The company doesn’t plan to stop here, however. The acquisition of BWP, which was announced in December 2012, led Advance Auto to operate 124 company-owned BWP stores and two distribution centers in Massachusetts and New Jersey. This acquisition set Advance Auto up to continue growing in the Northeast region, CEO and president, Darren Jackson, said.
In addition, the company announced mid-October that it plans to acquire General Parts International for roughly $2 billion. General Parts is the owner of Carquest and Worldpac, two of the largest automotive retail parts suppliers in North America, which boasted sales of $2.9 billion in the last year. The acquisition of General Parts will strengthen the company’s presence coast-to-coast in North America, where parts sales have declined due to a larger number of Americans buying new cars.
Of this acquisition, Credit Suisse analyst, Simeon Gutman, says: “We view Advance Auto’s decision as a smart strategic acquisition that vaults the company into a much stronger position in the faster growing and more attractive do-it-for-me segment and gives them a crown jewel in Worldpac.”
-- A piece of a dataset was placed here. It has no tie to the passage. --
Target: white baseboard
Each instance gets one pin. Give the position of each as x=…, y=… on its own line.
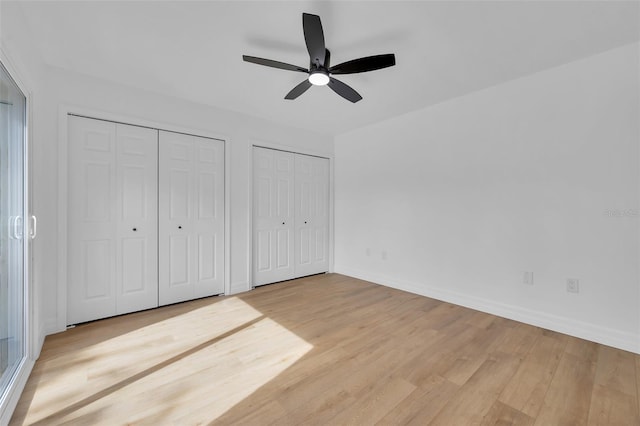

For one, this move is important for the company’s overall goal of expanding and improving its presence in the commercial repair industry. CEO Jackson estimates that commercial sales will jump to 55 percent of total revenue from 35 percent after the General Parts deal. This increase is also expected because of the rising numbers of young car-owners and because of advancements in the auto industry. Stifel Nicolaus analyst, David Schick, says, “We continue to expect industry sales to commercial customers will outpace do-it-yourself (DIY) long term as cars get more complicated, baby boomers age, and younger demographics are less involved with DIY repairs.”
Beyond capturing more commercial sales, however, this acquisition has created a more competitive company: one that will earn $9.2 billion in annual sales and will save around $160 million annually within three years of the deal’s close. In fact, with this merger completed, the company looks to have a higher total of annual sales than its current biggest competitor, AutoZone, which announced adjusted sales of about $9 billion for the year ended August 31. This deal is expected to close late 2013 or early 2014.